Sure, understood, can’t expect a newly graduated third to have the same skills as an experienced officer.

What I’m saying is this:

Push officers to realize that the change in a rough visual ‘bearing’, taken from a fixed point within the wheelhouse, is sometimes good enough to determine if any risk of collision is likely to exist.

should not be a Sisyphean task.

Not even saying they need to be able to do it, at least not at first. Just need at least some exposure in school to the concept. Should be doable now that simulators are now more widely available.

EDIT: I understand that some deep-sea companies are requiring some simulator time as a condition of employment.

No matter whether your using the latest electronic tracking aid, or simple eye balling it. If that bearing never changes then the results will be the same…

Oh, I agree a 100%. But these skills are no longer the focus of piloting training. Before ECDIS and simulators, the precision wasn’t there, so eyeballing the relative motion of a target was a key skill. But the precision is available now, so the skill is shoved down the academic agenda until it’s nearly forgotten.

It’s all a function of ECDIS and simulation training. The purpose of the simulation is to get the most out of ECDIS. You’re one of 40 students vying for simulator time, to pass a course. Visual conning is an afterthought. You’re not going to lose points by not knowing it. You need to focus on the plotter display to pass the course, so that when the instructor asks you the true bearing of that target, you can snap back, “090.5 degrees, sir!” Point-five degrees!?!? It’s all about precision, to pass the course. Not to be practical at piloting. Two slightly different things.

When I show academy students how to take a visual rough bearing, their expression says, “Are you kidding me? No one will ever expect me to do that.” But they learn different after a year at sea.

Change the agenda? Push back at academy deans.

Academies are not run by sailors. They are run by the educational bureaucracy with PhDs. These are not practical people.

It’s most important to teach the kids a liberal well rounded education. They most need to know the preferred pronouns for the 0.01% of the population that is not a simple he or she. Situational awareness at sea is not as important as teaching them gender studies and how to squat to pee.

We are incredibly lucky that academy kids still manage to learn as much about piloting and collision avoidance as they do.

1 Like

what about when worse than a gps failure your position gets moved by hackers spoofing the signal?

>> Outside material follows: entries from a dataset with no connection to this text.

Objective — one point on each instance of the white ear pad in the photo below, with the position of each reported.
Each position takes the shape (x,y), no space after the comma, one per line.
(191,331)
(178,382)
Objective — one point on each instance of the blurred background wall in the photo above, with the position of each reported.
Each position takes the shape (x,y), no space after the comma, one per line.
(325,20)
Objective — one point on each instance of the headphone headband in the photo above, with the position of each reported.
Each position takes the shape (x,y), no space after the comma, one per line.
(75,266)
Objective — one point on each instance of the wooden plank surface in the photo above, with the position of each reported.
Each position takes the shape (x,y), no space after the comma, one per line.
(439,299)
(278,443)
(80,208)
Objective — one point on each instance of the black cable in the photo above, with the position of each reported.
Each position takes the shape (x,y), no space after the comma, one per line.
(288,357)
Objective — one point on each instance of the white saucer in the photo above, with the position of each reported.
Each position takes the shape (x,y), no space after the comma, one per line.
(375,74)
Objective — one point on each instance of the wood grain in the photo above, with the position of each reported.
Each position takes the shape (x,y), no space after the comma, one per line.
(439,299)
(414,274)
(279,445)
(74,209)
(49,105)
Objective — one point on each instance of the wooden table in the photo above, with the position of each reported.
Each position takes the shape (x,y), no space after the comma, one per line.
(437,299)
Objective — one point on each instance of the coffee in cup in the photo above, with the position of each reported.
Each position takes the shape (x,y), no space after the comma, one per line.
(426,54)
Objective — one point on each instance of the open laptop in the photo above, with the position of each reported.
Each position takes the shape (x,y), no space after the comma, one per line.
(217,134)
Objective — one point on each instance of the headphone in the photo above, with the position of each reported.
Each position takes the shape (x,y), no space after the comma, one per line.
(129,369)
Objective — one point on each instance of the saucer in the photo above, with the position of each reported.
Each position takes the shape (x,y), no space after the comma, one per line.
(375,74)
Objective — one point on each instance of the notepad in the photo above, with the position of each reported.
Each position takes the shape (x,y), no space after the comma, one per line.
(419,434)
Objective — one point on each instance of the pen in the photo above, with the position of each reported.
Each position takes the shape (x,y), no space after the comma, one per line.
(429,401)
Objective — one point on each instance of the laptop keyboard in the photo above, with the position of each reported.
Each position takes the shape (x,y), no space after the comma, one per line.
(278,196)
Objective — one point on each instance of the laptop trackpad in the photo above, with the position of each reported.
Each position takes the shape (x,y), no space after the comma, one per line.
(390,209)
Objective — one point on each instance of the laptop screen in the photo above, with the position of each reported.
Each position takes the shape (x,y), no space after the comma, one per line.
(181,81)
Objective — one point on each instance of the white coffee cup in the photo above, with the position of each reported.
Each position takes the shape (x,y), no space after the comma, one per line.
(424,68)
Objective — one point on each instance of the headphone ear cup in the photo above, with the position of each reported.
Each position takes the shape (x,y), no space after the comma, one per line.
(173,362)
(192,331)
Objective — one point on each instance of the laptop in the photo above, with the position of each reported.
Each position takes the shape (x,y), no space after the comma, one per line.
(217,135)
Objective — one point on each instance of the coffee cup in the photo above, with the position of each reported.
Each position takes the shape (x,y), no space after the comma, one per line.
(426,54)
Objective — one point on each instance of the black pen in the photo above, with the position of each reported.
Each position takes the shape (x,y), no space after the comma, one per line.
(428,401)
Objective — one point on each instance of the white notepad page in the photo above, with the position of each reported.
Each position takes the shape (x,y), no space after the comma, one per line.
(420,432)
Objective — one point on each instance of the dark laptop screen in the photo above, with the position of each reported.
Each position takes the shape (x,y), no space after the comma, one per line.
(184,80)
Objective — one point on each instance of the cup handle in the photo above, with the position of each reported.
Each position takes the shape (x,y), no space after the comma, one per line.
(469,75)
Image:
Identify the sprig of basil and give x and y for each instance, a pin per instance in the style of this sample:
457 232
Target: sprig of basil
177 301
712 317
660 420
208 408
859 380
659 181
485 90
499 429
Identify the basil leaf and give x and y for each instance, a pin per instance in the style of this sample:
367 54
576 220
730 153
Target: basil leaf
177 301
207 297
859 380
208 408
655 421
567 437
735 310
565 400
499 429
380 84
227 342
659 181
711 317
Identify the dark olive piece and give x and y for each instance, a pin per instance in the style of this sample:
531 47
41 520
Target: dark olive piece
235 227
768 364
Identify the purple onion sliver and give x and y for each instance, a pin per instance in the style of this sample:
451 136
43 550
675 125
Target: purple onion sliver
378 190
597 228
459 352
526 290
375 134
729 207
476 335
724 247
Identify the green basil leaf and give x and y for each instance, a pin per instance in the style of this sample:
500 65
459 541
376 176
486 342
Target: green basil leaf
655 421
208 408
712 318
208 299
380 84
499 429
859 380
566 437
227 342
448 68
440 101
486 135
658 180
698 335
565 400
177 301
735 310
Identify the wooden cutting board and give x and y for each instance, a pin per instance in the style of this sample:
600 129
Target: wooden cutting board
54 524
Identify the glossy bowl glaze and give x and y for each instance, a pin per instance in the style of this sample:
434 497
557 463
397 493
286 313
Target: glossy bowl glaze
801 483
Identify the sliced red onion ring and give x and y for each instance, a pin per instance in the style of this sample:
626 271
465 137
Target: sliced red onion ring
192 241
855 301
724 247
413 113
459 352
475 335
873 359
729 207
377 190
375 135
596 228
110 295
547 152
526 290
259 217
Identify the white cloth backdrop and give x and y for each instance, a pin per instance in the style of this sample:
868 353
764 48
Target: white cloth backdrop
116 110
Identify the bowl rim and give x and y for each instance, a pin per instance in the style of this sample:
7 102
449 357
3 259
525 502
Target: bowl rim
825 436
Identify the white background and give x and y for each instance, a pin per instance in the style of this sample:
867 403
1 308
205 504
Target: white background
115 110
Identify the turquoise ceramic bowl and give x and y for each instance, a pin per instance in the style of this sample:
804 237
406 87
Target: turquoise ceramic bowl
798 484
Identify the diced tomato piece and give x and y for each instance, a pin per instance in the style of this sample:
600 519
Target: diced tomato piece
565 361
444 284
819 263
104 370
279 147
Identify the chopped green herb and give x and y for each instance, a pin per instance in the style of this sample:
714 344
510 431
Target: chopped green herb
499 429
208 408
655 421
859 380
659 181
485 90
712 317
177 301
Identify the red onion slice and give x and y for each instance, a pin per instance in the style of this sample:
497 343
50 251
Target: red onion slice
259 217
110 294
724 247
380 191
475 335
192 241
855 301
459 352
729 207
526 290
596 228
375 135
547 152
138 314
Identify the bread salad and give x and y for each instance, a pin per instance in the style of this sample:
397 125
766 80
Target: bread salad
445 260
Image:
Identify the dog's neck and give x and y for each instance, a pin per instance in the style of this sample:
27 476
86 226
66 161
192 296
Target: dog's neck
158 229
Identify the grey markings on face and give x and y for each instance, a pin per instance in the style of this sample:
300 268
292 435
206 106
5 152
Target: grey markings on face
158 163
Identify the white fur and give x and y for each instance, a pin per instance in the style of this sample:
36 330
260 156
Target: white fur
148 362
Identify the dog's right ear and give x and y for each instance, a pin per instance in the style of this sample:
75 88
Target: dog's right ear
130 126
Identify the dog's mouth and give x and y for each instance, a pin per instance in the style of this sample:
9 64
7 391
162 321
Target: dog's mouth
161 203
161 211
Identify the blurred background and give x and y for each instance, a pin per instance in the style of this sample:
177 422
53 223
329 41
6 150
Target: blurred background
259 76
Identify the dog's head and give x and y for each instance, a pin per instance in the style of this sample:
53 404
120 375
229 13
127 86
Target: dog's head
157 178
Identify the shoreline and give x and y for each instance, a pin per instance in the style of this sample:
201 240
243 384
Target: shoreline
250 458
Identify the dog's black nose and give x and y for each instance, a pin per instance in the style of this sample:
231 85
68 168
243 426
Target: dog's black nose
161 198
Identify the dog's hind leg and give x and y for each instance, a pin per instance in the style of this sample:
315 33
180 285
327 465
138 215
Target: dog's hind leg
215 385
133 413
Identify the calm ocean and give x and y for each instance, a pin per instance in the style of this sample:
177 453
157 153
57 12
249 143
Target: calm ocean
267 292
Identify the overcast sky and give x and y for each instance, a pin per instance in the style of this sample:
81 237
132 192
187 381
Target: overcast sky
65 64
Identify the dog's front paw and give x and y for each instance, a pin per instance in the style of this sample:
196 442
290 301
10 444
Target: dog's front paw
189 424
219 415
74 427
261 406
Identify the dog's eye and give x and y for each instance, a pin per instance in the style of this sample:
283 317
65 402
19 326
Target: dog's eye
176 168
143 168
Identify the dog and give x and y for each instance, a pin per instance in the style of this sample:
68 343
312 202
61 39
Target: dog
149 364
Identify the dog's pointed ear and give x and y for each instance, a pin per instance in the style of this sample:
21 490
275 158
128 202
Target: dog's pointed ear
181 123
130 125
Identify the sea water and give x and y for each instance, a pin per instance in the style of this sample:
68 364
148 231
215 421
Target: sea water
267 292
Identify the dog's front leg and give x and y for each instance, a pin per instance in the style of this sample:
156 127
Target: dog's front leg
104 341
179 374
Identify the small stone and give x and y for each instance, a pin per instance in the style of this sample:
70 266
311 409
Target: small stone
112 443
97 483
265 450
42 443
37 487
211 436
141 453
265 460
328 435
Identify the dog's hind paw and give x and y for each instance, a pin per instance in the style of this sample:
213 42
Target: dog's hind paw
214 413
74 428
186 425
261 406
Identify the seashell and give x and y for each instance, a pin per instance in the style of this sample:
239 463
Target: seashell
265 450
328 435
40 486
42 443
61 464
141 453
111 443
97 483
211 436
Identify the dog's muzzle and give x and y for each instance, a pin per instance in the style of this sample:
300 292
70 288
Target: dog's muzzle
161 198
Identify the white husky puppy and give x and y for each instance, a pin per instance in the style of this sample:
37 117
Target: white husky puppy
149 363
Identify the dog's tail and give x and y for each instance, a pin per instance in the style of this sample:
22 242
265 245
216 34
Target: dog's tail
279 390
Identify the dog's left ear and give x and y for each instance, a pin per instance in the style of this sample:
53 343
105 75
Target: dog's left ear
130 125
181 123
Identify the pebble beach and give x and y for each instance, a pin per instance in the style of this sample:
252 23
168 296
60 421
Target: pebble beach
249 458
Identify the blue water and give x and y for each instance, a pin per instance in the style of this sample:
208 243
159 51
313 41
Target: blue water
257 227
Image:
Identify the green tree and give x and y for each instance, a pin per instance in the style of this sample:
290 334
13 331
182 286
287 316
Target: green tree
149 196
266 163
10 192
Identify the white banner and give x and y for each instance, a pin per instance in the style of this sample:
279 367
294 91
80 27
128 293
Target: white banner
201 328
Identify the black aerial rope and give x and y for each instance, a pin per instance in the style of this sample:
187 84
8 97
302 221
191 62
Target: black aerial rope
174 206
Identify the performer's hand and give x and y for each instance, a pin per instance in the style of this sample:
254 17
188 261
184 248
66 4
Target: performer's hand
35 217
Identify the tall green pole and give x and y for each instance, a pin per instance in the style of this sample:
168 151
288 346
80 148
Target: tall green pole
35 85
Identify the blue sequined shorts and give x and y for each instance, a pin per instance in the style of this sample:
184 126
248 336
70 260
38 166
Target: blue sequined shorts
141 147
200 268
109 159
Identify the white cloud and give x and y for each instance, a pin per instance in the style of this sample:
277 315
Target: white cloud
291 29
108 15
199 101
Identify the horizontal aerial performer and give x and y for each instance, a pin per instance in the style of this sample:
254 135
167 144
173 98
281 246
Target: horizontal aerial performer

Pushing the officers towards the visual end of the visual / instrument spectrum has the advantage of improving the odds in the case of GPS spoofing but it’s not the primary motivation behind the push.

1 Like

Didnt read all of this, but the answer as to why young mates do this is because it’s exactly what they were trained to do at our academies.

We absolutely were taught to float constantly between visual scan, radar, ecdis, fathometer, and chart, spending no undue amount of time at any one of these. Throw in a few visual bearings on the repeaters if coastwise and radio calls to local traffic. This would entail constantly marching around the bridge.

Standing on the centerline and nodding towards fishboats saying, “no problem, we won’t hit them” would absolutely have gotten a non-satisfactory score in academy BRM.

Not saying this is right but it is certainly what was taught at my academy.

3 Likes

Maybe it’s partly because it’s the technique they learned but I think the larger factor is new mates only learn how to evaluate traffic using the bird-eye view that radar supplies. The view from bridge level takes some practice before a new mate becomes effective.

The visual information is not used exclusively but instead as a method to screen which vessels are no threat and which ones require more attention. For example some vessels may require acquiring on the ARPA while for example small vessel far away with large bearing change can be safely monitored visually.